Re: [RFC PATCH 2/2] memcg: do not report racy no-eligible OOM tasks

From: Tetsuo Handa
Date: Tue Oct 23 2018 - 08:34:07 EST


On 2018/10/23 21:10, Michal Hocko wrote:
> On Tue 23-10-18 13:42:46, Michal Hocko wrote:
>> On Tue 23-10-18 10:01:08, Tetsuo Handa wrote:
>>> Michal Hocko wrote:
>>>> On Mon 22-10-18 20:45:17, Tetsuo Handa wrote:
>>>>>> diff --git a/mm/memcontrol.c b/mm/memcontrol.c
>>>>>> index e79cb59552d9..a9dfed29967b 100644
>>>>>> --- a/mm/memcontrol.c
>>>>>> +++ b/mm/memcontrol.c
>>>>>> @@ -1380,10 +1380,22 @@ static bool mem_cgroup_out_of_memory(struct mem_cgroup *memcg, gfp_t gfp_mask,
>>>>>> .gfp_mask = gfp_mask,
>>>>>> .order = order,
>>>>>> };
>>>>>> - bool ret;
>>>>>> + bool ret = true;
>>>>>>
>>>>>> mutex_lock(&oom_lock);
>>>>>> +
>>>>>> + /*
>>>>>> + * multi-threaded tasks might race with oom_reaper and gain
>>>>>> + * MMF_OOM_SKIP before reaching out_of_memory which can lead
>>>>>> + * to out_of_memory failure if the task is the last one in
>>>>>> + * memcg which would be a false possitive failure reported
>>>>>> + */
>>>>>> + if (tsk_is_oom_victim(current))
>>>>>> + goto unlock;
>>>>>> +
>>>>>
>>>>> This is not wrong but is strange. We can use mutex_lock_killable(&oom_lock)
>>>>> so that any killed threads no longer wait for oom_lock.
>>>>
>>>> tsk_is_oom_victim is stronger because it doesn't depend on
>>>> fatal_signal_pending which might be cleared throughout the exit process.
>>>>
>>>
>>> I still want to propose this. No need to be memcg OOM specific.
>>
>> Well, I maintain what I've said [1] about simplicity and specific fix
>> for a specific issue. Especially in the tricky code like this where all
>> the consequences are far more subtle than they seem to be.
>>
>> This is obviously a matter of taste but I don't see much point discussing
>> this back and forth for ever. Unless there is a general agreement that
>> the above is less appropriate then I am willing to consider a different
>> change but I simply do not have energy to nit pick for ever.
>>
>> [1] http://lkml.kernel.org/r/20181022134315.GF18839@xxxxxxxxxxxxxx
>
> In other words. Having a memcg specific fix means, well, a memcg
> maintenance burden. Like any other memcg specific oom decisions we
> already have. So are you OK with that Johannes or you would like to see
> a more generic fix which might turn out to be more complex?
>

I don't know what "that Johannes" refers to.

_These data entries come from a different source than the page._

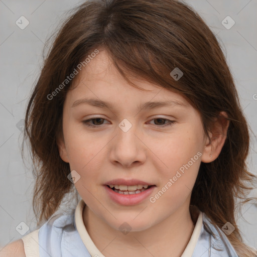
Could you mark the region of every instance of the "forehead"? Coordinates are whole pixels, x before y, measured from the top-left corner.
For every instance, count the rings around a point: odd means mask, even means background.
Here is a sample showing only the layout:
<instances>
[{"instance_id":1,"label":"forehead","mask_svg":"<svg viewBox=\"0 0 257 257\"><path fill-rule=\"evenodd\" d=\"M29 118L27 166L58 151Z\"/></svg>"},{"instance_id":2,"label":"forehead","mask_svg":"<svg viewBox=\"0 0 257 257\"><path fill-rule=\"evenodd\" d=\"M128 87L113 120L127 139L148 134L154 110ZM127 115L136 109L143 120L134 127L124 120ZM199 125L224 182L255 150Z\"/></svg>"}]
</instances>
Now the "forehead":
<instances>
[{"instance_id":1,"label":"forehead","mask_svg":"<svg viewBox=\"0 0 257 257\"><path fill-rule=\"evenodd\" d=\"M128 77L143 90L130 84L114 66L106 52L100 51L82 69L79 79L67 96L72 98L73 106L84 102L112 108L115 102L125 104L132 101L141 103L142 107L149 108L168 104L181 107L189 105L179 94L143 79L129 74Z\"/></svg>"}]
</instances>

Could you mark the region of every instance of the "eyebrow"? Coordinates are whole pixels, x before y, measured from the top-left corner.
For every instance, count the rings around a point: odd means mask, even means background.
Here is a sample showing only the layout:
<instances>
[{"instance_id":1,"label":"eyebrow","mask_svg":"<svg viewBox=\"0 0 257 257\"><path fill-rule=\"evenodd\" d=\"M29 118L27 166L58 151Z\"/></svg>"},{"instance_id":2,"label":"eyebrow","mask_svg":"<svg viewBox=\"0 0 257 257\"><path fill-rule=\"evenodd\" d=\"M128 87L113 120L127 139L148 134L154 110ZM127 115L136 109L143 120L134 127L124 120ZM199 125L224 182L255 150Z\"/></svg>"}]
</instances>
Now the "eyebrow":
<instances>
[{"instance_id":1,"label":"eyebrow","mask_svg":"<svg viewBox=\"0 0 257 257\"><path fill-rule=\"evenodd\" d=\"M99 108L107 108L110 109L114 109L112 103L94 98L83 98L77 100L73 103L72 107L82 104L89 104ZM170 100L164 101L146 102L141 104L140 108L141 109L144 108L153 109L154 108L169 106L175 106L185 108L188 107L188 105L176 100Z\"/></svg>"}]
</instances>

If you don't want to affect SysRq-OOM and pagefault-OOM cases,
are you OK with having a global-OOM specific fix?

mm/page_alloc.c | 11 +++++++++++
1 file changed, 11 insertions(+)

diff --git a/mm/page_alloc.c b/mm/page_alloc.c
index e2ef1c1..f59f029 100644
--- a/mm/page_alloc.c
+++ b/mm/page_alloc.c
@@ -3518,6 +3518,17 @@ void warn_alloc(gfp_t gfp_mask, nodemask_t *nodemask, const char *fmt, ...)
if (gfp_mask & __GFP_THISNODE)
goto out;

+ /*
+ * It is possible that multi-threaded OOM victims get
+ * task_will_free_mem(current) == false when the OOM reaper quickly
+ * set MMF_OOM_SKIP. But since we know that tsk_is_oom_victim() == true
+ * tasks won't loop forever (unless it is a __GFP_NOFAIL allocation
+ * request), we don't need to select next OOM victim.
+ */
+ if (tsk_is_oom_victim(current) && !(gfp_mask & __GFP_NOFAIL)) {
+ *did_some_progress = 1;
+ goto out;
+ }
/* Exhausted what can be done so it's blame time */
if (out_of_memory(&oc) || WARN_ON_ONCE(gfp_mask & __GFP_NOFAIL)) {
*did_some_progress = 1;
--
1.8.3.1